Szilaspogony has a population of just over 300, about 80 of whom are children. Those aged 3 to 6 attend the village nursery. There’s about 25 of them in all. The local mayor (the first woman to hold such an office in the county), the wonderful Tünde Józsefné Bódi, who is three years into her first five-year term, took the time to fill me in on what was going on locally. Unemployment, surprisingly, isn’t an issue. There is work for all those who want to work; her office sees to that. Her concern is about example. She worries that the village children – who in times past went from the nursery, to primary, secondary, and tertiary education, some graduating as scientists and now working at universities like Oxford – are not being shown the way forward. Parents are concerned with the basics. The children are well turned out and cared for. But there’s a settling … a contentment with just enough, rather than ambition to make a better tomorrow.  Tünde Bíróné Katona, who’s in charge of the Nursery, seconded this. She called it a ‘crisis situation of values’. The children in her care are taught to read and write and count. They learn to socialise with each other. They learn right from wrong. They get the grounding they need to go on to primary school but few, if any, will continue to secondary education. Perhaps just two from each group. The example simply isn’t there. The push isn’t there. The vision isn’t there.

And that got me thinking.

The children, in awe of their new home from home, were a little distracted when it came time for them to put on their play. They acted out the scene at Bethlehem, complete with the Holy Family, shepherds, wise (wo)men, angels, and the star. They watched the audience, not just their parents and teachers, but a bunch of strangers speaking an odd language, who had descended on their village for the day, armed with gifts and good will. I wondered what they thought. What their parents thought. And some part of me hoped that this example might go some way towards giving them a glimpse of a world outside, a world that, with a little application, is within their grasp.

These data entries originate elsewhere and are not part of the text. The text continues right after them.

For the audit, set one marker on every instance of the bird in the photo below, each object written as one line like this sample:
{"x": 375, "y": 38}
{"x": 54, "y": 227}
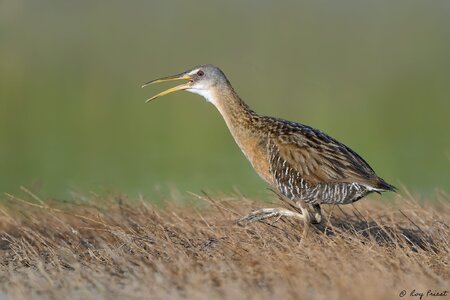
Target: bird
{"x": 302, "y": 164}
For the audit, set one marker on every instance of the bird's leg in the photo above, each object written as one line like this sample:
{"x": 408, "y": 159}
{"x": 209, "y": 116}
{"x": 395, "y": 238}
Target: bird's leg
{"x": 265, "y": 213}
{"x": 317, "y": 213}
{"x": 306, "y": 217}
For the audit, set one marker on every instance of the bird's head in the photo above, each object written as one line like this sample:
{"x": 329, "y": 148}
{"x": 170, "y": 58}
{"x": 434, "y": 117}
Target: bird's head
{"x": 202, "y": 80}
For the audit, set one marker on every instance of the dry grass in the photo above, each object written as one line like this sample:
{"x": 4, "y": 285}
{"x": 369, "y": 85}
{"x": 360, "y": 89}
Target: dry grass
{"x": 130, "y": 249}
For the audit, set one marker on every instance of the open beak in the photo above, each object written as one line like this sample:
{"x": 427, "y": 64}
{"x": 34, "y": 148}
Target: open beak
{"x": 171, "y": 90}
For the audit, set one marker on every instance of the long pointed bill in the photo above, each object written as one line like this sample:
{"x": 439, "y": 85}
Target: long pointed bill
{"x": 183, "y": 86}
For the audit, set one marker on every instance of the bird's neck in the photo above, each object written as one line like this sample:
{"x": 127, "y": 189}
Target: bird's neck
{"x": 236, "y": 113}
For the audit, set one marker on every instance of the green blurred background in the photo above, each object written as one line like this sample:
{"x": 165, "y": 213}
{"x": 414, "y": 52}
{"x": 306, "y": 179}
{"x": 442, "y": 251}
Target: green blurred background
{"x": 373, "y": 74}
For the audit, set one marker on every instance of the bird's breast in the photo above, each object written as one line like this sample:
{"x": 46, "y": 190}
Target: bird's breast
{"x": 254, "y": 148}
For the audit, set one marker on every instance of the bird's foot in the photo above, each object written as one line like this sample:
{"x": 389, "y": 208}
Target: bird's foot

What they might not realise though, is that Clarke & White Property sponsored all the paint needed to refresh the walls and ceiling. On the day, the Canadian Chamber of Commerce donated the cots, mattresses, and curtains, St Andrews Egyesület provided the educational toys, train sets, dolls, board games and such, and the Irish Hungarian Business Circle provided the fixtures and fittings. The rest of us simply showed up. It was quite the cooperation. And all this effort was coordinated by Zsuzsa Bozo and her Letters to Santa charity. The children send in letters to Santa, and his local elves get to work filling out the orders and making their wishes come true. The nursery was in need of a facelift, a remodel. Mayor Tünde told me that some of the furniture  being used had been there in her day, when she was in nursery school, and that, she winked, wasn’t today or yesterday. But more importantly than more modern stuff, brighter toys, newer books, the kids needed to see how special they are, to see relative strangers coming together, working together, to make a difference to their world.

I’m grateful that I got to be part of it. That I got to see the light glimmer in those little minds. That I got to see the spirit of Christmas in action. And that I got fed (the village treated us to a fab lunch featuring all sorts of delicacies, including a delicious wild boar/venison stew). Roll on the 25th. Am ready.